第25章 緋色の夢 〔Ⅹ〕
「私、ずっと信じてたのに……。あなただけは、あの人達と違うって……」
胸に穴でも空いてしまったかのように空虚だ。
この国に来た時から、今まで知った彼の優しさも、笑顔も、嬉しかった思い出も……。
すべてが組織の計画による算段で、偽りだったのかと思うと悲しかった。
喪失感が渦巻いて、受け入れたくない心が胸を締め付けて苦しい。
奥の方からぞわりと黒の感情が溢れだす。
ずきん、ずきんと疼き痛む漆黒の闇に、意識が持っていかれそうになる。
黒に濁り染まったルフは、目覚めても何も変わっていない。
闇のようなその色に、夢じゃないのだと思い知らされる。
ルフに浮き出す黒い八芒星。
こんなの知らない。こんなものが、昔から刻まれていたなんて……。
覆面の男たちと、闇のような女の姿が脳裏に浮かんだ。
側に眠るジュダルを見つめていると、おかしな気持ちに突き動かされそうになる。
彼の首筋に手を掛けることを、連想してしまって怖い。
その首を締め上げて、息の根を止めるまでの過程が思い浮かんでしまい、頭から振り払う。
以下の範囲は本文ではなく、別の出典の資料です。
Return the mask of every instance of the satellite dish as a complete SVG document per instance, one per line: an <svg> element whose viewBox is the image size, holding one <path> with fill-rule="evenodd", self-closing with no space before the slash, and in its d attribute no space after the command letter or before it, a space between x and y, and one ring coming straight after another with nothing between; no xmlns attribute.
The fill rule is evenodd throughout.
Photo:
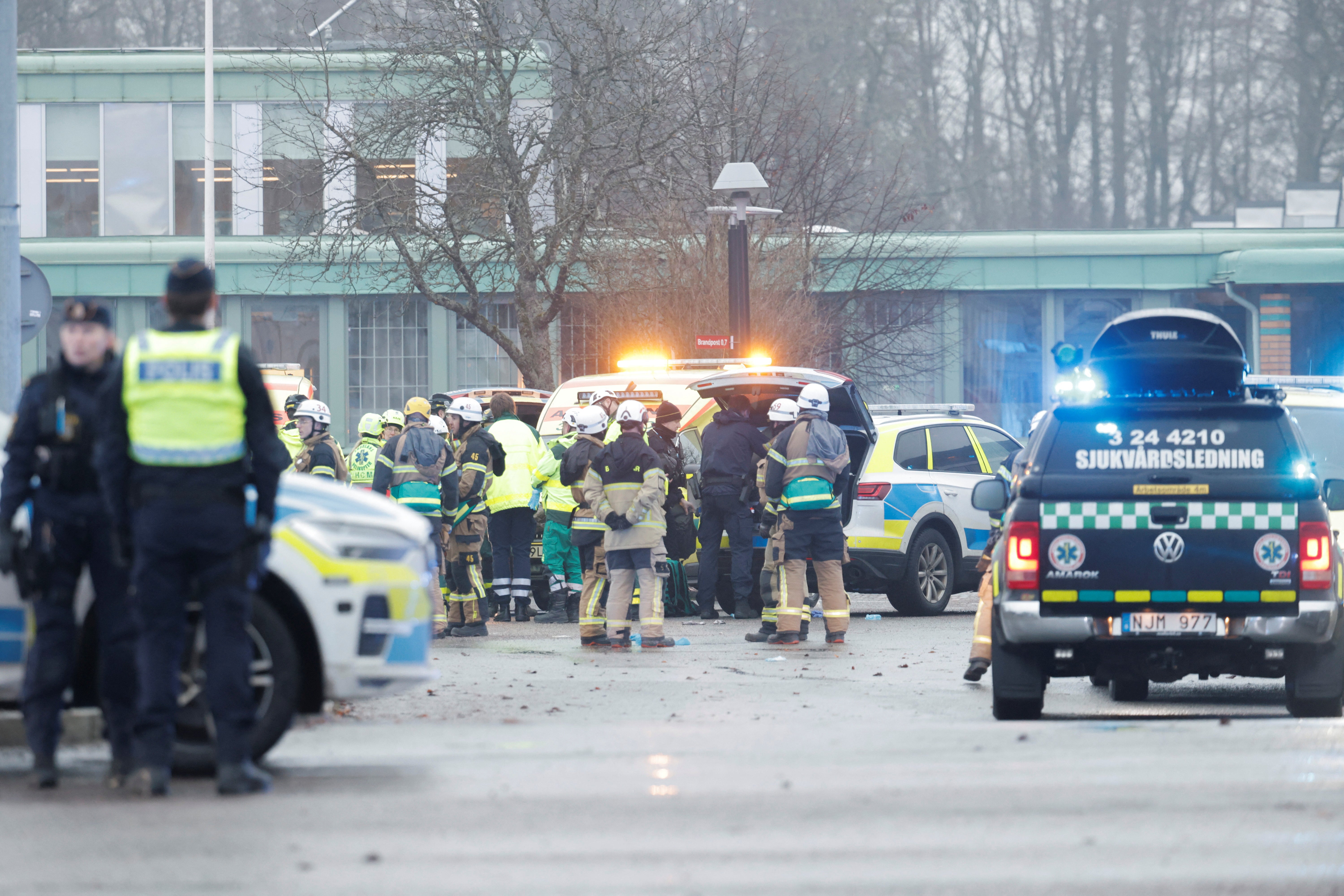
<svg viewBox="0 0 1344 896"><path fill-rule="evenodd" d="M19 329L32 341L51 317L51 285L42 269L19 257Z"/></svg>

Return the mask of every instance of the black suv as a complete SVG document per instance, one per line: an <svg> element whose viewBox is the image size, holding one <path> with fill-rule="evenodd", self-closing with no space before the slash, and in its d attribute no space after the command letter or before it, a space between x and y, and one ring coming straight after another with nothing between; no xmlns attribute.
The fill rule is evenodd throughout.
<svg viewBox="0 0 1344 896"><path fill-rule="evenodd" d="M1275 388L1212 314L1111 321L1087 373L1019 455L993 553L993 711L1040 716L1052 676L1114 700L1188 674L1285 677L1294 716L1339 716L1344 575L1310 453Z"/></svg>

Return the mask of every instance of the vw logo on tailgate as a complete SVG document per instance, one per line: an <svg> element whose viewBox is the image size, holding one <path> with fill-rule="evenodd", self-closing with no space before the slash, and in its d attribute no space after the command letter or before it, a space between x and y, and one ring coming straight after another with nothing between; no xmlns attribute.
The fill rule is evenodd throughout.
<svg viewBox="0 0 1344 896"><path fill-rule="evenodd" d="M1163 563L1176 563L1185 553L1185 540L1175 532L1163 532L1153 540L1153 553Z"/></svg>

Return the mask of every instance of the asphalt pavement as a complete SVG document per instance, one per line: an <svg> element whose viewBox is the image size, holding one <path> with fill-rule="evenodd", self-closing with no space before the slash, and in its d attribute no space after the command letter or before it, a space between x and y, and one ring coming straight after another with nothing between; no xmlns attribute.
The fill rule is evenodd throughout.
<svg viewBox="0 0 1344 896"><path fill-rule="evenodd" d="M435 645L431 686L305 719L266 797L110 794L97 746L38 793L0 750L0 892L1344 892L1340 720L1289 717L1273 680L1114 704L1063 678L1040 721L995 721L961 680L973 607L856 595L837 647L492 623Z"/></svg>

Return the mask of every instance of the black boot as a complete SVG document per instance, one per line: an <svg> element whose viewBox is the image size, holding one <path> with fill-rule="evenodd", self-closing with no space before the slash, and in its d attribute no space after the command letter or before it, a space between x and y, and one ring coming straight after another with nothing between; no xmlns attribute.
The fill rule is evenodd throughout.
<svg viewBox="0 0 1344 896"><path fill-rule="evenodd" d="M56 786L56 758L47 755L32 756L32 786L38 790L51 790Z"/></svg>
<svg viewBox="0 0 1344 896"><path fill-rule="evenodd" d="M570 599L569 591L551 591L551 602L546 604L543 613L536 614L538 622L569 622L570 617L564 609L566 602Z"/></svg>
<svg viewBox="0 0 1344 896"><path fill-rule="evenodd" d="M747 641L753 641L753 642L765 642L765 641L769 641L770 635L774 634L775 627L777 626L773 622L762 622L761 623L761 630L759 631L747 631L746 638L747 638Z"/></svg>
<svg viewBox="0 0 1344 896"><path fill-rule="evenodd" d="M251 763L222 762L215 775L215 791L222 797L270 793L270 775Z"/></svg>

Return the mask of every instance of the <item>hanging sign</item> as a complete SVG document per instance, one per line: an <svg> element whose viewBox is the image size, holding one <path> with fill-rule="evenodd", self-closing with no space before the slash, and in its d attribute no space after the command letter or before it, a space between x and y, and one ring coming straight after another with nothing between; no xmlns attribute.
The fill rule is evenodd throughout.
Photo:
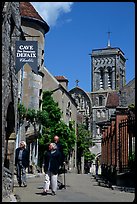
<svg viewBox="0 0 137 204"><path fill-rule="evenodd" d="M37 41L16 41L16 72L28 63L38 74L38 45Z"/></svg>

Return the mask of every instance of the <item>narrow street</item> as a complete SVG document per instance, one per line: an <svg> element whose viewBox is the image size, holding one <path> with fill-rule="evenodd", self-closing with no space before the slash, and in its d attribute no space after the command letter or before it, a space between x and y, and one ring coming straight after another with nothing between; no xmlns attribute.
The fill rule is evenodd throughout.
<svg viewBox="0 0 137 204"><path fill-rule="evenodd" d="M42 195L44 175L28 175L28 186L14 184L17 202L133 202L134 193L98 186L91 174L66 174L66 189Z"/></svg>

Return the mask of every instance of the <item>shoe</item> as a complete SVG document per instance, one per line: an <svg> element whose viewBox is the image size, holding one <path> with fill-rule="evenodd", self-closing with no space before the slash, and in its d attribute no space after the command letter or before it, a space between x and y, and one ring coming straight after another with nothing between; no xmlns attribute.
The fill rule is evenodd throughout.
<svg viewBox="0 0 137 204"><path fill-rule="evenodd" d="M19 187L21 187L21 183L18 183L19 184Z"/></svg>
<svg viewBox="0 0 137 204"><path fill-rule="evenodd" d="M23 183L23 186L24 186L24 187L27 187L27 184L26 184L26 183Z"/></svg>
<svg viewBox="0 0 137 204"><path fill-rule="evenodd" d="M47 195L47 191L43 191L43 192L42 192L42 195Z"/></svg>
<svg viewBox="0 0 137 204"><path fill-rule="evenodd" d="M54 195L56 195L55 191L52 191L52 193L51 193L51 194L52 194L53 196L54 196Z"/></svg>

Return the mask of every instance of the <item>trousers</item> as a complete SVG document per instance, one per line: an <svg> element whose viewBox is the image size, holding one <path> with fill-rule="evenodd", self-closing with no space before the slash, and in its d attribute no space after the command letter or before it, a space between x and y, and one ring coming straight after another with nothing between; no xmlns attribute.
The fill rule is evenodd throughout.
<svg viewBox="0 0 137 204"><path fill-rule="evenodd" d="M57 176L57 174L53 174L50 171L45 173L44 190L48 191L49 187L51 187L52 191L57 191Z"/></svg>
<svg viewBox="0 0 137 204"><path fill-rule="evenodd" d="M26 184L26 168L21 162L17 163L17 180L19 185Z"/></svg>

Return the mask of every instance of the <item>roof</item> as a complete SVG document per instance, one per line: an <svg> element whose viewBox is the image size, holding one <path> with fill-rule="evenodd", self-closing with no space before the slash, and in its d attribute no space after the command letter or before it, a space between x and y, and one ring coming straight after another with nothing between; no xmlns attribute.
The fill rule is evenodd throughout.
<svg viewBox="0 0 137 204"><path fill-rule="evenodd" d="M106 107L114 108L119 105L119 95L117 92L108 93Z"/></svg>
<svg viewBox="0 0 137 204"><path fill-rule="evenodd" d="M30 2L20 2L20 14L22 18L37 21L46 32L49 31L48 24L43 20L43 18L39 15L39 13L35 10L33 5Z"/></svg>

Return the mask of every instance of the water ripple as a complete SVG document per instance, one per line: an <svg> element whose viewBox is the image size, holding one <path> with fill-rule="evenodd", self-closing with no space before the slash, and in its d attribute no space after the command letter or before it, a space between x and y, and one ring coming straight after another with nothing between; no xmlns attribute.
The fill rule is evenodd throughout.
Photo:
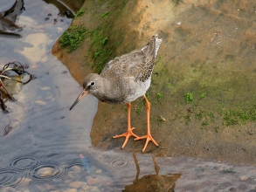
<svg viewBox="0 0 256 192"><path fill-rule="evenodd" d="M4 187L15 187L24 181L21 173L7 168L0 169L0 189Z"/></svg>
<svg viewBox="0 0 256 192"><path fill-rule="evenodd" d="M27 170L39 165L41 159L37 156L17 156L10 161L10 167L17 170Z"/></svg>
<svg viewBox="0 0 256 192"><path fill-rule="evenodd" d="M130 165L130 161L127 159L114 159L108 162L108 166L112 168L122 168Z"/></svg>
<svg viewBox="0 0 256 192"><path fill-rule="evenodd" d="M66 174L66 166L58 163L45 163L28 170L28 177L33 180L60 178Z"/></svg>

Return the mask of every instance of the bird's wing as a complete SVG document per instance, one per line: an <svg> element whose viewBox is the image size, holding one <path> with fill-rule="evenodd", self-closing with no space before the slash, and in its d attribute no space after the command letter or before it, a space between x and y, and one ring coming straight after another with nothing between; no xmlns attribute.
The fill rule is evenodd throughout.
<svg viewBox="0 0 256 192"><path fill-rule="evenodd" d="M134 77L136 81L145 81L151 75L161 43L157 35L153 36L151 41L142 48L110 60L100 75L104 78Z"/></svg>

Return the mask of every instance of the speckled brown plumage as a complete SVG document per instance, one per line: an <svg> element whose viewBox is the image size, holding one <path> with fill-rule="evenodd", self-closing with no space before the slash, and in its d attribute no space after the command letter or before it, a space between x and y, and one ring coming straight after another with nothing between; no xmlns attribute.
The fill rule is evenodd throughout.
<svg viewBox="0 0 256 192"><path fill-rule="evenodd" d="M82 93L70 110L87 93L94 95L102 102L126 103L128 104L128 132L114 138L126 137L122 147L130 136L135 137L135 140L147 139L142 151L145 150L149 141L158 146L150 134L150 103L145 93L150 86L154 62L161 43L162 39L159 39L157 35L154 35L149 43L143 47L110 60L100 75L88 74L83 82ZM131 127L130 125L130 102L142 96L144 96L146 100L148 133L143 137L138 137L132 132L135 127Z"/></svg>

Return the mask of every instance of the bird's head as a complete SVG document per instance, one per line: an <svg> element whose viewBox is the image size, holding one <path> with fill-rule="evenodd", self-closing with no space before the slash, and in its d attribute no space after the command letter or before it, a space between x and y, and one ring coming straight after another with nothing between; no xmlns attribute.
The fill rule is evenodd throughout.
<svg viewBox="0 0 256 192"><path fill-rule="evenodd" d="M79 95L79 97L76 99L74 103L70 107L70 110L72 110L74 106L82 99L87 93L92 93L93 95L97 95L97 93L102 89L103 86L103 78L96 73L91 73L88 74L83 82L83 91Z"/></svg>

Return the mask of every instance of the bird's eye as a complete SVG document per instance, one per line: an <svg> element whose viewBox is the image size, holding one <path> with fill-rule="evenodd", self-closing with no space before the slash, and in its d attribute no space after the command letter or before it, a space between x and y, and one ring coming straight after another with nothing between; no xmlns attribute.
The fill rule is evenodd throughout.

── やめて……! そんなこと、私は望んでないのに……。
湧き出す闇のような感情を抑えこもうと、ハイリアは自らの身体を抱きしめた。
胸元の服を強く握り締めて痛みを堪えるのに、それでも治まらない、どうしようもない苦しさが迫るのを感じて、頬を涙が伝った。
ルフの闇は消えてくれない。
怒りと孤独と絶望が渦巻いて、ずるりと呑まれそうだ。
── 堕ちたくない……。でも、このままじゃ……。
「どうすればいいの……? 」
ポタポタと涙がこぼれ落ちた。
いっそ、ジュダルを恨んでしまえれば楽なのだろうか。
けれど、そうしたくはなかった。
ひどい事をしたのは、他でもない彼なのに……。
── 恋慕した感情に、囚われてしまったから……?
だから、ジュダルを恨めないのだろうか。